0001: Caching System for Third-Party Data

Abstract
Architecture Changes
Security Considerations
Testing & Rollout
- Backend Deployment Complexity
Conclusion

Abstract

We need a caching system for caching third-party data. Some known needs are:

RSS Widget feed responses (XML)
Embedly API responses (JSON)

We currently have Redis available which we could use as a cache, however, we primarily use it as a queuing system for celery tasks. Because of this use pattern, we have Redis configured to not evict keys, which means it can’t behave like a traditional LRU cache for actual caching while still ensuring we don’t conflict with critical celery state data or tasks.

Additionally, caching arbitrary blobs of response data is likely to grow cache memory usage at an unbounded rate, which in a scenario using Redis could cause a situation where the application is unable to dispatch a task into Redis because it has hit the memory ceiling.

So for both the above reasons at a minimum the cache system used for caching arbitrary blobs of data should be a separate physical system and we should evaluate which backing cache is best for the needs that are known.

Architecture Changes

Django has a built-in caching system with pluggable backends that we should try to use instead of rolling our own.
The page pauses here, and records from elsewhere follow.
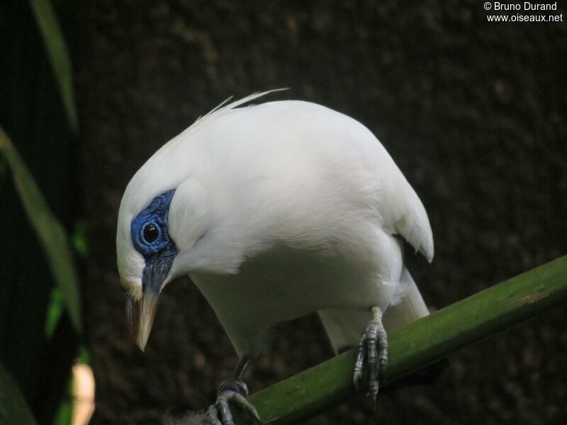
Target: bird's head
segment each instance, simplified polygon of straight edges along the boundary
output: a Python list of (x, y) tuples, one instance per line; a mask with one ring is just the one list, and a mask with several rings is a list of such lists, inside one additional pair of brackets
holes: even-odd
[(116, 234), (120, 283), (128, 293), (128, 324), (142, 350), (164, 287), (210, 257), (207, 244), (201, 242), (207, 239), (203, 237), (215, 216), (201, 185), (191, 178), (179, 183), (165, 178), (169, 186), (164, 187), (162, 180), (159, 183), (155, 175), (151, 178), (153, 168), (147, 164), (128, 184)]

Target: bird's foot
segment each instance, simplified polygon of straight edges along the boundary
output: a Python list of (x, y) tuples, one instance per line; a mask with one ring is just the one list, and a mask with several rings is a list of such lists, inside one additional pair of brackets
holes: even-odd
[(258, 424), (262, 424), (256, 408), (246, 400), (248, 387), (243, 381), (225, 381), (218, 387), (217, 400), (206, 411), (209, 423), (214, 425), (234, 425), (230, 404), (237, 406), (252, 416)]
[(376, 405), (378, 395), (378, 376), (383, 375), (388, 363), (388, 337), (382, 324), (382, 313), (377, 307), (372, 309), (373, 318), (362, 333), (356, 350), (356, 362), (352, 383), (358, 390), (364, 364), (369, 368), (368, 394), (372, 397), (372, 407)]

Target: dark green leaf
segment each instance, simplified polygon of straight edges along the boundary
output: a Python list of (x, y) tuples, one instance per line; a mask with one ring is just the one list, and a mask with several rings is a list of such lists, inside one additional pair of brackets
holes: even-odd
[(26, 399), (10, 373), (0, 363), (0, 424), (36, 425)]
[(65, 40), (49, 0), (31, 0), (38, 26), (43, 36), (51, 67), (65, 108), (69, 126), (77, 130), (77, 108), (73, 93), (73, 69)]
[(80, 334), (81, 303), (77, 273), (65, 230), (53, 215), (30, 171), (1, 128), (0, 152), (11, 169), (28, 218), (43, 245), (65, 307), (73, 326)]

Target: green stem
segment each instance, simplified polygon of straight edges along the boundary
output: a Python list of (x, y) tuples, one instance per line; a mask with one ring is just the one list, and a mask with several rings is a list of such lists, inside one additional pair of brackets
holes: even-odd
[[(392, 334), (386, 382), (567, 301), (567, 256), (439, 310)], [(305, 421), (354, 393), (352, 351), (252, 395), (266, 424)], [(380, 395), (378, 395), (378, 402)], [(235, 412), (237, 424), (251, 423)]]

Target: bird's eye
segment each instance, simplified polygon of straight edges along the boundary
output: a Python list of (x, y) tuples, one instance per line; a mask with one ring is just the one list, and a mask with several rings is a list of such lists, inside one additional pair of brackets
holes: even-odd
[(151, 244), (159, 237), (159, 230), (154, 223), (149, 223), (144, 227), (144, 239)]

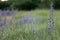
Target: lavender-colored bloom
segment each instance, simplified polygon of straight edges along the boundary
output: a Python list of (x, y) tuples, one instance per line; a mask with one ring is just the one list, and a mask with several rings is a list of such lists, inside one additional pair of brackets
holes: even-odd
[(53, 3), (50, 5), (50, 19), (48, 20), (48, 33), (54, 30), (54, 15), (53, 15)]

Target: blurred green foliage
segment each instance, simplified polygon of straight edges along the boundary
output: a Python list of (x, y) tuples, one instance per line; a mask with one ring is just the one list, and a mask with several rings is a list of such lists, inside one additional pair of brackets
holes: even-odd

It supports several backend types the most practical for us being:

Memcached (django.core.cache.backends.memcached.PyLibMCCache)
Redis (django.core.cache.backends.memcached.PyLibMCCache)
Database (django.core.cache.backends.memcached.PyLibMCCache)

Using this means there’s no big architecture to put in place.

Security Considerations

Since we run our application in Heroku, the backing store needs to be secured for public access. There are two aspects of this we need to look at:

Authentication

The backing store should support some flavor of credentials so we can ensure writes to this system are from an authorized source (our application). Particularly because often this information is being rendered back to users on the discussions site (e.g. Embedly descriptions or widget responses). An unauthenticated store would be an easy attack vector for getting unauthorized content to show up on the site.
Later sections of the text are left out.